The Competition Bureau said its review of the bid remains a priority as it assesses the impact on equities trading and post-trade services (clearing, settlement and depository services).
However, bureau spokeswoman Alexa Keating said in an email that "a significant and material change to the competitive consequences" of the proposed transaction would be required to "sufficiently address the commissioner's serious concerns communicated to the parties in November."
The bureau wouldn't say what additional information it is seeking or when a decision would be made.
However, securities regulators in Quebec and Ontario indicated Thursday they were moving closer to approving the offer.
The Autorite des marches financiers said it intends to approve the transaction while the Ontario Securities Commission has instructed its staff to develop draft recognition orders with detailed terms and conditions. Those draft orders will be subject to a 30-day public comment period prior to a final decision.
"While the Competition Bureau is monitoring the evolution of Maple’s proposed acquisitions of TMX Group, Alpha Group and CDS, the bureau's review is independent and the bureau will reach its own conclusions," Keating said.
Maple Group spokesman Luc Bertrand said it continues to provide information and to have discussions with the Competition Bureau to address all its concerns.
"We're working on all fronts...(but) the OSC decision and the AMF decision are very important milestones," he said in an interview.

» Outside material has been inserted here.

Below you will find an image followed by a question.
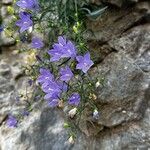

Maple said it will seek an extension to the April 30 deadline to complete the transaction. But Bertrand declined to say when the deal may close.
"In these transactions, until the final approval is given, you have to work until you get that final one and then close the transaction."
The bid by Maple Group Acquisition, a consortium of 13 Canadian financial institutions and pension funds, also requires approval of regulators in Alberta and British Columbia.
The AMF said Maple has provided commitments that it believes will maintain the integrity and efficiency of the financial markets as well as the continuity of derivatives operations in Quebec.
"We're satisfied with the results of discussions to date with Maple and with the scope of the undertakings that Maple will be required to provide," said Mario Albert, the Quebec regulator's chief executive.
He added that the conditions that Maple will be required to accept will ensure the AMF will be able to fully assume its role and responsibilities as a regulator.
However, Bertrand seemed to downplay any changes, saying the commitments are "very in line with what was elaborated in 2008 at the time of the combination of the TSX and the MX."
The Quebec regulator said it took into account comments made during public consultations, including the continuity of derivatives operations in the province.
It said the conditions it intends to impose will adequately address this key issue along with corporate governance, market access, fees and the framework of Maple's operations.
Maple enhanced its initial undertakings by committing to maintain and develop its derivatives trading and related products operations, including over-the-counter derivatives in Montreal.
It will also establish a derivatives committee of the Maple board of directors for advice on all matters related to its derivatives business and develop all enhancements to the SOLA application software in Montreal.
"We believe that this undertaking in principle to maintain and continue to develop Montreal as a hub of attraction for Maple's derivatives trading and related products operations, including over-the-counter derivatives, is vital for a robust derivatives industry in Quebec," Albert said.
Maple continues to commit not to allow any person or company to acquire more than 10 per cent of its voting shares without prior approval of the regulator.
The TMX Group runs the Toronto Stock Exchange and TSX Venture exchange as well as energy trading and other businesses.
The takeover offer values the company at about $3.8 billion.